Take Striped Ming, for example — a series of porcelain vases featuring a dynamic play of lines. Deadstock that Tan found in a store, the vases were treated with a resist blasting technique in which their surfaces are first masked with a motif — in this case, stripes — using stickers, then sandblasted with aluminium oxide. While patterns underneath covered areas are preserved, the original glazed segments that were exposed to the treatment are erased, revealing pure, white porcelain beneath. The result: these forgotten objects are given a new lease on life, or, as Tan puts it: ‘the ugly is beautiful, the cheap expensive and trash made into treasure’.

Whereas these objects straddle the categories of art and functional design, many of Tan’s other projects such as Singapore Blue and Vase Porcelain are firmly conceptual. The former, a plain white vase with a pocket containing a blue marker, is inspired by the distinctive colour created by applying cobalt oxide to white porcelain (think Qing Hua Ci and Delft Blue) and is an ode to Singapore.

According to Tan, the ‘resolute’ white porcelain represents the city-state’s impermanence and fluid sense of self, while the user engagement ‘demonstrates the participatory idea of our identity’, exemplified for example in the Your Singapore marketing campaign.
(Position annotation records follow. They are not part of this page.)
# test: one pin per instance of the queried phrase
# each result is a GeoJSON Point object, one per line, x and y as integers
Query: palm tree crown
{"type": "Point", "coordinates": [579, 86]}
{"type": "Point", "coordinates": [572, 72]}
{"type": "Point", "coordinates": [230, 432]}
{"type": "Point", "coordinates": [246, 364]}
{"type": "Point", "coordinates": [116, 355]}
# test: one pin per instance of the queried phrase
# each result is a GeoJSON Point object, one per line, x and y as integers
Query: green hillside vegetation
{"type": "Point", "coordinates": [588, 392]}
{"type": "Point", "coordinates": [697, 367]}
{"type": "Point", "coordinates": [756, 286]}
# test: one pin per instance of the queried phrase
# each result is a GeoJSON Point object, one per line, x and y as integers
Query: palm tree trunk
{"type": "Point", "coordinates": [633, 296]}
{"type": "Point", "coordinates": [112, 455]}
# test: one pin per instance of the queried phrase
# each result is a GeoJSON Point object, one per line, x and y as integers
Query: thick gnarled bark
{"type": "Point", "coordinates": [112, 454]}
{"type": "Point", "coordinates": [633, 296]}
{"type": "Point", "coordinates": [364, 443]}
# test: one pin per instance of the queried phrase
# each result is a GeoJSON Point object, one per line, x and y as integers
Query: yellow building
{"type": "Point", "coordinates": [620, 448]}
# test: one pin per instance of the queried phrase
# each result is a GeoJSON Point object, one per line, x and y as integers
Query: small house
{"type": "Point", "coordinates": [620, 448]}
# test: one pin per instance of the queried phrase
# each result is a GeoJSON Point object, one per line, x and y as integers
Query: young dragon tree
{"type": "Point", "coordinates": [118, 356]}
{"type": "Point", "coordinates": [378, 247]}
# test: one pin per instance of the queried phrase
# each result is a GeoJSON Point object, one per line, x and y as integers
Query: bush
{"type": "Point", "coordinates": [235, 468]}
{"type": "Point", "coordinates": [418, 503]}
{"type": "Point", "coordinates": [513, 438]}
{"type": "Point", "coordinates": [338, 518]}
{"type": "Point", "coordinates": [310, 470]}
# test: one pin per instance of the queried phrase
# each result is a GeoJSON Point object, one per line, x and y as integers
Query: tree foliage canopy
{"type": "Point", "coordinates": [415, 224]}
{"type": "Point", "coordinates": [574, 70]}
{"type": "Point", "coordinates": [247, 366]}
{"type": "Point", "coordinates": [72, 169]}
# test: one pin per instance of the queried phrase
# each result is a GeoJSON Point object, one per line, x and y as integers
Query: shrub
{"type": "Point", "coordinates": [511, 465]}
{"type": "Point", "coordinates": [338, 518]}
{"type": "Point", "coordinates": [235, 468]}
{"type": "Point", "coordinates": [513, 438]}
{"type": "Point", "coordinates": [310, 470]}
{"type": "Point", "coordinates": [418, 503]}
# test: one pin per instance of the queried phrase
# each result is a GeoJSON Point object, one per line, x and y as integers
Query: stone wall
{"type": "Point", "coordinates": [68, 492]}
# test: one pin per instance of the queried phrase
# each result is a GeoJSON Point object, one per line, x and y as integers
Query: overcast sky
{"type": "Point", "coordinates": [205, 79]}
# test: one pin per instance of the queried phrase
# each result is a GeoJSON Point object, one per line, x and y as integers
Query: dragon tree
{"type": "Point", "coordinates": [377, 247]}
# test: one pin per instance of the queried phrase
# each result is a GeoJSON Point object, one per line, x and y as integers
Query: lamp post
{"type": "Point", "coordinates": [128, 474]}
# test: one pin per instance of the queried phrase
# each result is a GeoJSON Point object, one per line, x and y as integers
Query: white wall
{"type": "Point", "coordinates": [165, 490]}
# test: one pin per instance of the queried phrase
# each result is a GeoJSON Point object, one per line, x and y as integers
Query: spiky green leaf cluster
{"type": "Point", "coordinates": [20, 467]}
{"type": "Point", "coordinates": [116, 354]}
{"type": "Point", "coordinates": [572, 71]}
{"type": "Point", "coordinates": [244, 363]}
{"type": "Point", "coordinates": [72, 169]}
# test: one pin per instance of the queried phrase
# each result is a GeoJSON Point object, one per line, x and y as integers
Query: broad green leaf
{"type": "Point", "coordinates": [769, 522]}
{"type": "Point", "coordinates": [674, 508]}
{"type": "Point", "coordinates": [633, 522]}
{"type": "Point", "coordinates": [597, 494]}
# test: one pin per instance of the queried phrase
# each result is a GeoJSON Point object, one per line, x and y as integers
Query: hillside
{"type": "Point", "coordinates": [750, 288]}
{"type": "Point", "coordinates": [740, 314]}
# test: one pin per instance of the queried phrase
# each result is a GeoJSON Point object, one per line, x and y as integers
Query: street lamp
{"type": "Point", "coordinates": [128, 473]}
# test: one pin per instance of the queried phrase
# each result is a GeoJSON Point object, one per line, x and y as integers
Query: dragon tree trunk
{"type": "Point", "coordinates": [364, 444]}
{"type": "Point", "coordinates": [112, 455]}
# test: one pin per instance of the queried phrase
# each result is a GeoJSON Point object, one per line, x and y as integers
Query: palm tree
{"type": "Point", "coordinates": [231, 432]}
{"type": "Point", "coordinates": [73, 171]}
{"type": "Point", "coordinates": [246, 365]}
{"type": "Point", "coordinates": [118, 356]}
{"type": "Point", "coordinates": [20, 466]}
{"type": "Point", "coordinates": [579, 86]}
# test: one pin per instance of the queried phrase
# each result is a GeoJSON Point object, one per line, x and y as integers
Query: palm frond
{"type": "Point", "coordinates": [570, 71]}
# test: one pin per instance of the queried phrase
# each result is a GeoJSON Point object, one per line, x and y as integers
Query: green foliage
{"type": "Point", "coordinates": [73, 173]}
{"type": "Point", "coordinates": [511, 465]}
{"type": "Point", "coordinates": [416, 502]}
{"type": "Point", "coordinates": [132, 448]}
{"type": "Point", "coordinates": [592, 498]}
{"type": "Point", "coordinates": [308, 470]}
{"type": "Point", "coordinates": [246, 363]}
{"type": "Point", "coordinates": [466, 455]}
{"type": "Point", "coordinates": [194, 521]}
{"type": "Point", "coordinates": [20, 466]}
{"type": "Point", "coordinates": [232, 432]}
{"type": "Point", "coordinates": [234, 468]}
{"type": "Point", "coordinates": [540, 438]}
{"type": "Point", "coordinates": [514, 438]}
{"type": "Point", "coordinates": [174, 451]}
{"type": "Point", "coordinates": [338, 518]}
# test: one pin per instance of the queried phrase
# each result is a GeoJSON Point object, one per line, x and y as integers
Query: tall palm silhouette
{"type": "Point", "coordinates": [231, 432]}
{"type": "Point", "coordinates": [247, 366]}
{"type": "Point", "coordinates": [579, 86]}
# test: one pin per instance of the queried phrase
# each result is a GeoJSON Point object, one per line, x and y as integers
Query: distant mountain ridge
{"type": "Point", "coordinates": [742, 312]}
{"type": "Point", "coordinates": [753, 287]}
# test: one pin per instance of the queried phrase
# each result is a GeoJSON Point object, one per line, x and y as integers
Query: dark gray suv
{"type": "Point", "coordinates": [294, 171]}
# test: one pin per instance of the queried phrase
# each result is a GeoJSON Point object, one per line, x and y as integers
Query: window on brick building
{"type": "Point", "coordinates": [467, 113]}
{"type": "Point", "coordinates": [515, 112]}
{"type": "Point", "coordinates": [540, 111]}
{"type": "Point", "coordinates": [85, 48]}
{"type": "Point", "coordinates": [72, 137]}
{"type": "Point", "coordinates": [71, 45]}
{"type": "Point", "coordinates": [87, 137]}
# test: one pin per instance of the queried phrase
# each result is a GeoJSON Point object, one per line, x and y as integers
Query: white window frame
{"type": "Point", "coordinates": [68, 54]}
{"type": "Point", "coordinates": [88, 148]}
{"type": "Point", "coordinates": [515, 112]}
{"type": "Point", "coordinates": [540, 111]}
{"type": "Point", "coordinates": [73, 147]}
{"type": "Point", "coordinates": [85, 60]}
Vase Porcelain, on the other hand, is a study in irony. A transparent vessel containing broken pieces of porcelain from water closets, it was inspired by a trip to Japan, during which Tan visited both the ceramicists of Arita and a TOTO manufacturing plant. ‘These two industries, one precise industrial manufacturing and the other impeccable craftsmanship, are fundamentally responding to the same material — porcelain,’ he says. ‘The seeming contrast and subtle similarities were beautiful.’

Through Vase Porcelain, Tan hopes to capture how dramatically our perceptions of the same material can shift. ‘We see porcelain so differently when we look at an immaculately crafted vessel and would pay a lot of money for it, compared to the toilet bowl we use on a daily basis,’ he says.

The image is enigmatic, the message poignant. Tan’s porcelain works are engaging social commentaries that represent issues being keenly explored by the current generation. Communicating his message in a concise, if somewhat unconventional manner,Tan’s designs are as elegantly executed as they are filled with wit, irony and irreverence.